Top 10 Nutrition Tips for Pre, During & Post Exercise

Many people attempt a diet at some stage of their lives. The majority of people in a gym will have weight loss as a specific goal. The primary principle of weight loss is simple, however we all look for that magic wand that will provide the answer we seek without recognising that regular exercise supported with a daily calorie balanced food plan is the way to get the shape you are looking for. There is only one kind of fad diet, that's a bad fad diet, a lifestyle change is what is needed. There is nothing wrong with take aways, food on the go & other foods providing they are not eaten every day. 80% of the results to weight loss will come via a healthier nutrition intake. Break up your week's food diary to include 80% of the week to be a healthy balance & aim for one day a week for a 'cheat' day. Not only will you benefit from it in healthier terms but you will also enjoy the other foods more.
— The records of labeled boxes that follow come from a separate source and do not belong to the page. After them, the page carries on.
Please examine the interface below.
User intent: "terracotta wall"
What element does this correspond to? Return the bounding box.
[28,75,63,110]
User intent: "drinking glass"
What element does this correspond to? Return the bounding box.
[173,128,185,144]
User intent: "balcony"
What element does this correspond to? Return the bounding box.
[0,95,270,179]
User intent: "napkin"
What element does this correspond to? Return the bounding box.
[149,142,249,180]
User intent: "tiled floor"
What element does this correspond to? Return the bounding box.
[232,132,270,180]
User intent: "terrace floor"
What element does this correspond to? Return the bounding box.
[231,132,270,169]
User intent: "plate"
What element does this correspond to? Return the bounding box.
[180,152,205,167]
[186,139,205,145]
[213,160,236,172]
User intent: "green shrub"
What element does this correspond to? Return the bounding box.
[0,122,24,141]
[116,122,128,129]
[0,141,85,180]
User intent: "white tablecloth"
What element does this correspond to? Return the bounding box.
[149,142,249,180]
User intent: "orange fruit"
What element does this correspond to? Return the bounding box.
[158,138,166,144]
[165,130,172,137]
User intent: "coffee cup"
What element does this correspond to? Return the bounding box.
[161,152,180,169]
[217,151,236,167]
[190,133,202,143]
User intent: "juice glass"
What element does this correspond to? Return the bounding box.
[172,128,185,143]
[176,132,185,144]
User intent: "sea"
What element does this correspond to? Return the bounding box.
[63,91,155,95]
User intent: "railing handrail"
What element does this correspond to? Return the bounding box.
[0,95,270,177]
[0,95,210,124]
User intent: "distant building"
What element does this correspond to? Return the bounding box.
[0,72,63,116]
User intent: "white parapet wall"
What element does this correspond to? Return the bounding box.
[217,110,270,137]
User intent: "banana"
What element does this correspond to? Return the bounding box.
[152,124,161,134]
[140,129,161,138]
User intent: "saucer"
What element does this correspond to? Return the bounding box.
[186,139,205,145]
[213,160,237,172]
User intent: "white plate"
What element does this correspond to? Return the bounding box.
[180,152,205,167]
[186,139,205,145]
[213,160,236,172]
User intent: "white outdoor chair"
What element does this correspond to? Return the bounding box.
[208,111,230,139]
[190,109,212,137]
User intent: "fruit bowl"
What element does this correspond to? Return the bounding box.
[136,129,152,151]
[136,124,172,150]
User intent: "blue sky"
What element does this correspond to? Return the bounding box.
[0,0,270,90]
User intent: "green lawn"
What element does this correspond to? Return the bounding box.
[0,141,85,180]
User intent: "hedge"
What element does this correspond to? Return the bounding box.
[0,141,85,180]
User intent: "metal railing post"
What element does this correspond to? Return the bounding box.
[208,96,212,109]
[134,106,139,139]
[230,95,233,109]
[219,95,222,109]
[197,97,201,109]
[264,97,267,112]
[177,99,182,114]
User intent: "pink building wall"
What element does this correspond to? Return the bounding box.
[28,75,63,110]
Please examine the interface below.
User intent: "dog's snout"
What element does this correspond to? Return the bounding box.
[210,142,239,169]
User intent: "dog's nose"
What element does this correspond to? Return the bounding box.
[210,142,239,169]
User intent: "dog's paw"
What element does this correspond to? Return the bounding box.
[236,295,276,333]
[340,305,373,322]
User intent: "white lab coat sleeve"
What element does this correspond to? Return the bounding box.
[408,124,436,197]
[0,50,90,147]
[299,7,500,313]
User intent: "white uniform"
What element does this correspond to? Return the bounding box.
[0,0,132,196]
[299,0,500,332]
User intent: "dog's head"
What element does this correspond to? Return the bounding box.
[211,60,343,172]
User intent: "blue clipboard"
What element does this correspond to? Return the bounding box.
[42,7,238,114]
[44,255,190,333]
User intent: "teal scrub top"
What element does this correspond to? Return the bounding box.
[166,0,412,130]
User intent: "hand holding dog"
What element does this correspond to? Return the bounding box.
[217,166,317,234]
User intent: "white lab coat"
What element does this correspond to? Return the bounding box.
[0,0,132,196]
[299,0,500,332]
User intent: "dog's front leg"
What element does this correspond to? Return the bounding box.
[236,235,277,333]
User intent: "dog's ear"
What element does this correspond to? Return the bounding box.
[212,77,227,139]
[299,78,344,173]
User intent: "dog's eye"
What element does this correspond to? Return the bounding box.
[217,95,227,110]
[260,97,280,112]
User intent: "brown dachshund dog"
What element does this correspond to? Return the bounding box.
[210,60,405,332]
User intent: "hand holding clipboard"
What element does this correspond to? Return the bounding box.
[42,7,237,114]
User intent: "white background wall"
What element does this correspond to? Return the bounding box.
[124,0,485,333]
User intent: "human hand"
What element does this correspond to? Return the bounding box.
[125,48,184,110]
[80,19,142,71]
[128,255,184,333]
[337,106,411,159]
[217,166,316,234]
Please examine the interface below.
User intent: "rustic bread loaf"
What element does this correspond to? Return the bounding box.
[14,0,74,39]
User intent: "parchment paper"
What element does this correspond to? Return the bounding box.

There is a strong link between  a healthy daily food lifestyle & healthy body, there are also strong links between poor food lifestyles & several life threatening diseases. Nutrition can affect our hydration levels, concentration, physical performance, energy levels, cause headaches, boost or suppress immunity, effect sleeping patterns etc.  Our bodies are made up & maintained by the foods we eat. There are six main nutrient classes, every diet should contain a balance of the following nutrients: Carbohydrates (including fibre) Fats, Proteins, Vitamins, Minerals, Water. Each of which should be consumed in the correct amounts to get a balanced diet.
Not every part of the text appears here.